The end result is that server systems almost universally have more predictable disk I/O demands and noticeably higher cache hits than desktop systems. Under equal fragmentation levels, they’ll fare better.
Whether or not you’d say that server-class systems contain “better” hardware than desktop system is a matter of perspective. Server systems usually provide minimal video capabilities and their CPUs have gigantic caches but are otherwise unremarkable. That only makes sense; playing the newest Resident Evil at highest settings with a smooth frame rate requires substantially more resources than a domain controller for 5,000 users. Despite what many lay people have come to believe, server systems typically don’t work very hard. We build them for reliability, not speed.
Where servers have an edge is storage. SCSI has a solid record as the premier choice for server-class systems. For many years, it was much more reliable, although the differences are negligible today. One advantage that SCSI drives maintain over their less expensive cousins is higher rotational speeds. Of all the improvements that I mentioned above, the most meaningful advance in IDE drives was the increase of rotational speed from 3,600 RPM to 7,200 RPM. That’s a 100% gain. SCSI drives ship with 10,000 RPM motors (~38% faster than 7,200 RPM) and 15,000 RPM motors (108% faster than 7,200 RPM!).
Spindle speed doesn’t address the reliability issue, though. Hard drives need many components, and a lot of them move. Mechanical failure due to defect or wear is a matter of “when”, not “if”. Furthermore, they are susceptible to things that other component designers don’t even think about. If you get very close to a hard drive and shout at it while it’s powered, you can cause data loss. Conversely, my solid-state phone doesn’t seem to suffer nearly as much as I do even after the tenth attempt to get “OKAY GOOGLE!!!” to work as advertised.
Due to the fragility of spinning disks, almost all server systems architects design them to use multiple drives in a redundant configuration (lovingly known as RAID). The side effect of using multiple disks like this is a speed boost. We’re not going to talk about different RAID types because that’s not important here. The real point is that in practically all cases, a RAID configuration is faster than a single disk configuration. The more unique spindles in an array, the higher its speed.
With SCSI and RAID, it’s trivial to achieve speeds that are many multipliers faster than a single disk system. If we assume that fragmentation has ill effects and that defragmentation has positive effects, they are mitigated by the inherent speed boosts of this topology.
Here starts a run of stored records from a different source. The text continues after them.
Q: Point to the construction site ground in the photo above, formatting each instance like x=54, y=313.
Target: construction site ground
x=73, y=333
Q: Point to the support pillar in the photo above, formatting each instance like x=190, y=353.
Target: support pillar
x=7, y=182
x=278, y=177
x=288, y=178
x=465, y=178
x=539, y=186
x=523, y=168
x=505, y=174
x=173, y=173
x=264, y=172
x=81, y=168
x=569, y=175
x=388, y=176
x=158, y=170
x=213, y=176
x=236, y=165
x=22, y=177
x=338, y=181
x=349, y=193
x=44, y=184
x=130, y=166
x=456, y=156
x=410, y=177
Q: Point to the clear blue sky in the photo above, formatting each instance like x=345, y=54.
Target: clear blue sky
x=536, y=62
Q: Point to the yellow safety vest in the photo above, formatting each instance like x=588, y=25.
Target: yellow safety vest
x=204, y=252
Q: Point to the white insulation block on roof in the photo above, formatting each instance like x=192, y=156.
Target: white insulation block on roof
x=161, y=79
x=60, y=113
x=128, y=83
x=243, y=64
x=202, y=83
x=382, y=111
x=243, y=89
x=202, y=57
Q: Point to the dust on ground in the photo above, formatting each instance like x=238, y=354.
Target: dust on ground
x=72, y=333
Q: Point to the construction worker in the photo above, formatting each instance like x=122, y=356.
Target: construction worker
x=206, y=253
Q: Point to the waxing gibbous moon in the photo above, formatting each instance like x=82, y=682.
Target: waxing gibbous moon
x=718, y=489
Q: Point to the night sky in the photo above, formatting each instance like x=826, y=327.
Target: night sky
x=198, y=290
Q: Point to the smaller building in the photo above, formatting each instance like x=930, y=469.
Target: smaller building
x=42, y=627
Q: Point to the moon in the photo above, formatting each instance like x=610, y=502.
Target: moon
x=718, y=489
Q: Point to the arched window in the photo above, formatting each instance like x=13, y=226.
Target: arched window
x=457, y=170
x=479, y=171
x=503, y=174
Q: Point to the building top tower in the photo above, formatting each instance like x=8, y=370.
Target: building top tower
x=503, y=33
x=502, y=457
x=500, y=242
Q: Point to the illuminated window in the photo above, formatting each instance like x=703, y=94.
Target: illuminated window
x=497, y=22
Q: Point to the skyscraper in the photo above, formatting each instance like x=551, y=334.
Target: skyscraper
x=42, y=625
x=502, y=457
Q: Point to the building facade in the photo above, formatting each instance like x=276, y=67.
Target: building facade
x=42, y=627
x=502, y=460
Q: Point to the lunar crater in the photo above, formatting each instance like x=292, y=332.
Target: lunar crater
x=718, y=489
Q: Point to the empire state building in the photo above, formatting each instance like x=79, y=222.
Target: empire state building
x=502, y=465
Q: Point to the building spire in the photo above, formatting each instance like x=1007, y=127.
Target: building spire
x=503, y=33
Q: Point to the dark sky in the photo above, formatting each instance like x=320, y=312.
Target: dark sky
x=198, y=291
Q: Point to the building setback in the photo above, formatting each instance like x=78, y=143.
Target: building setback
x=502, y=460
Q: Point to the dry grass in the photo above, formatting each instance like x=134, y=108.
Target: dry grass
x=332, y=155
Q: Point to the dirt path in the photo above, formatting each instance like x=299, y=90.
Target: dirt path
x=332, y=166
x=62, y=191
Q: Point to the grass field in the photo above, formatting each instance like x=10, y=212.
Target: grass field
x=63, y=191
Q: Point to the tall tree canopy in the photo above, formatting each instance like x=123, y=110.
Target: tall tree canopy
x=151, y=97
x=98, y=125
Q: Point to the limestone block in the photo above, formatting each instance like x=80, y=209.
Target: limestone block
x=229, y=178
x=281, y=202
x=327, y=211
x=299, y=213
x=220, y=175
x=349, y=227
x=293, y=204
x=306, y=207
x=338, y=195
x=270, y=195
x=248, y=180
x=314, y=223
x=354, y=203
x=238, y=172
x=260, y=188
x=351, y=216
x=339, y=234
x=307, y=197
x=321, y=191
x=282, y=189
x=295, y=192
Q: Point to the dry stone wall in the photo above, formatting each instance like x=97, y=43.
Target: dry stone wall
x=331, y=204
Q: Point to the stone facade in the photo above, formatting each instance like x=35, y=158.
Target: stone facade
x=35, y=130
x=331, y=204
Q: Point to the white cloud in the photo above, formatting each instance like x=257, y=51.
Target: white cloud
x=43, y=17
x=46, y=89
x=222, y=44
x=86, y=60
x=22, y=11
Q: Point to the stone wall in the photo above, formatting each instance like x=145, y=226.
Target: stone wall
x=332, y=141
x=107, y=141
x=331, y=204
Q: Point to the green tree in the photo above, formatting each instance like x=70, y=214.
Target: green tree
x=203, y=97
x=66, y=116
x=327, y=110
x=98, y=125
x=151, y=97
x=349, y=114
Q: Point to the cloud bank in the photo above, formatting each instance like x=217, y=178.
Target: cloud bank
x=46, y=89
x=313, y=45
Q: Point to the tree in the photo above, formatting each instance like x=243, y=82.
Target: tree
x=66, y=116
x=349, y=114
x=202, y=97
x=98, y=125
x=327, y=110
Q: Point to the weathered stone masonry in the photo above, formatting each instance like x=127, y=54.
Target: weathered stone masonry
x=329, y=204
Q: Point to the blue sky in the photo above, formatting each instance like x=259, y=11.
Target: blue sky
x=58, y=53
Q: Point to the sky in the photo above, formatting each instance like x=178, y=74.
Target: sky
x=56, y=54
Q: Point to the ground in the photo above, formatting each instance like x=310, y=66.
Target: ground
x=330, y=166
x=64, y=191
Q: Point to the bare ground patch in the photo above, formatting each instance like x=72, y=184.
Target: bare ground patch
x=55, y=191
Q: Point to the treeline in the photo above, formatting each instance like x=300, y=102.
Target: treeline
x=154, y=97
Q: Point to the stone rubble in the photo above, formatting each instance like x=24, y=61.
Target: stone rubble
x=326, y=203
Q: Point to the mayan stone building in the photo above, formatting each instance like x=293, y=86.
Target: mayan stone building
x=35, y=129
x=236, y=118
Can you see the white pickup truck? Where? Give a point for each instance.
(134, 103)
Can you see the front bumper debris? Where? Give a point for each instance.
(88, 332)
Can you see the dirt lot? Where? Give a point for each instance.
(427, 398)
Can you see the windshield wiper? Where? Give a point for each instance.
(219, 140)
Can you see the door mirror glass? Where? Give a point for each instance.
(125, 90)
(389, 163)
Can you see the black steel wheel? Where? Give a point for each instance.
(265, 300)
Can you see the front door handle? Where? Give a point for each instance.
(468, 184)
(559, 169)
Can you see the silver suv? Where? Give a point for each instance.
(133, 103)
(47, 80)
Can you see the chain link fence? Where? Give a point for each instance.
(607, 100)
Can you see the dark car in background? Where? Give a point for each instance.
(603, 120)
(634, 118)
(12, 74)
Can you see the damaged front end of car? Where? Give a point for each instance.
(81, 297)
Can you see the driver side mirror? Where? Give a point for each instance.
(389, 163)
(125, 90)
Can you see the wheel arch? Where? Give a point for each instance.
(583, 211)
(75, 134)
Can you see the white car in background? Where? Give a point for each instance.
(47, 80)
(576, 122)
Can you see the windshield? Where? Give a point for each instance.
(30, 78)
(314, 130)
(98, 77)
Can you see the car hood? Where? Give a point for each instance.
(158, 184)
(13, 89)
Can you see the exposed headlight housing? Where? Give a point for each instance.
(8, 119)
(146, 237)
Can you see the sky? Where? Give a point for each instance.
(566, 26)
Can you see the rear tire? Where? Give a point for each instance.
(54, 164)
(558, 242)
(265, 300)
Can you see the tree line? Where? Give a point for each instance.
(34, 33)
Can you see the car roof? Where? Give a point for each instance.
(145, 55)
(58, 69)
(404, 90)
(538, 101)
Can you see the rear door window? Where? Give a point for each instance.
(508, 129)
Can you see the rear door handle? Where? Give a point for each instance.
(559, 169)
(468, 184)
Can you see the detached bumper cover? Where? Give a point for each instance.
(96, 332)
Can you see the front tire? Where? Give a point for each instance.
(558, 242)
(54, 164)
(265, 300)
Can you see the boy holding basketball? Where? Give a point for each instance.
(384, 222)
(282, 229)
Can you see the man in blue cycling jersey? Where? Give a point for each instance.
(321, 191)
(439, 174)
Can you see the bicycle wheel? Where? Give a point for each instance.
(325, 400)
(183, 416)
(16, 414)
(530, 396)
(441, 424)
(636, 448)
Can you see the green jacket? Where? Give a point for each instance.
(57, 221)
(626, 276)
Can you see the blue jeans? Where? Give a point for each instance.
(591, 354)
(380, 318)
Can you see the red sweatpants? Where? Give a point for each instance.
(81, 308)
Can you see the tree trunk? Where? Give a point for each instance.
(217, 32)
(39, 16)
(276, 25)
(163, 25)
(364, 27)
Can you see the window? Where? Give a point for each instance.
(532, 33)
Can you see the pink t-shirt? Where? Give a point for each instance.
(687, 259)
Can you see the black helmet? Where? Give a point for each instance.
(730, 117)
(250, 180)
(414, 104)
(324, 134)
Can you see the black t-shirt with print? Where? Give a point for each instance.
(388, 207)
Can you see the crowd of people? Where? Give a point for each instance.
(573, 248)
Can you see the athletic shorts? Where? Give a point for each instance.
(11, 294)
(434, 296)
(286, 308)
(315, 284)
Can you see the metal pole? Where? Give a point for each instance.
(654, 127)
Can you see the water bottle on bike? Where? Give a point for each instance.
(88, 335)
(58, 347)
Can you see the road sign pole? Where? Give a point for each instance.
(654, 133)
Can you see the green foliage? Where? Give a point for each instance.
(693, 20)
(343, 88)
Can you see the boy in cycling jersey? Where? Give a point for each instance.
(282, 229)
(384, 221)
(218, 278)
These Differences are Meaningful
When I began taking classes to train desktop support staff to become server support staff, I managed to avoid asking any overly stupid questions. My classmates weren’t so lucky. One asked about defragmentation jobs on server systems. The echoes of laughter were still reverberating through the building when the instructor finally caught his breath enough to choke out, “We don’t defragment server systems.” The student was mortified into silence, of course. Fortunately, there were enough shared sheepish looks that the instructor felt compelled to explain it. That was in the late ’90s, so the explanation was a bit different then, but it still boiled down to differences in usage and technology.
With today’s technology, we should be even less fearful of fragmentation in the datacenter, but, my observations seem to indicate that the reverse has happened. My guess is that training isn’t what it used to be and we simply have too many server administrators that were promoted off of the retail floor or the end-user help desk a bit too quickly. This is important to understand, though. Edge cases aside, fragmentation is of no concern for a properly architected server-class system. If you are using disks of an appropriate speed in a RAID array of an appropriate size, you will never realize meaningful performance improvements from a defragmentation cycle. If you are experiencing issues that you believe are due to fragmentation, expanding your array by one member (or two for RAID-10) will return substantially greater yields than the most optimized disk layout.
Disk Fragmentation and Hyper-V
To conceptualize the effect of fragmentation on Hyper-V, just think about the effect of fragmentation in general. When you think of disk access on a fragmented volume, you’ve probably got something like this in mind:
Look about right? Maybe a bit more complicated than that, but something along those lines, yes?
Now, imagine a Hyper-V system. It’s got, say, three virtual machines with their VHDX files in the same location. They’re all in the fixed format and the whole volume is nicely defragmented and pristine. As the virtual machines are running, what does their disk access look like to you. Is it like this?:
If you’re surprised that the pictures are the same, then I don’t think that you understand virtualization. All VMs require I/O and they all require their I/O more or less concurrently with I/O needs of other VMs. In the first picture, access had to skip a few blocks because of fragmentation. In the second picture, access had to skip a few blocks because it was another VM’s turn. I/O will always be a jumbled mess in a shared-storage virtualization world. There are mitigation strategies, but defragmentation is the most useless.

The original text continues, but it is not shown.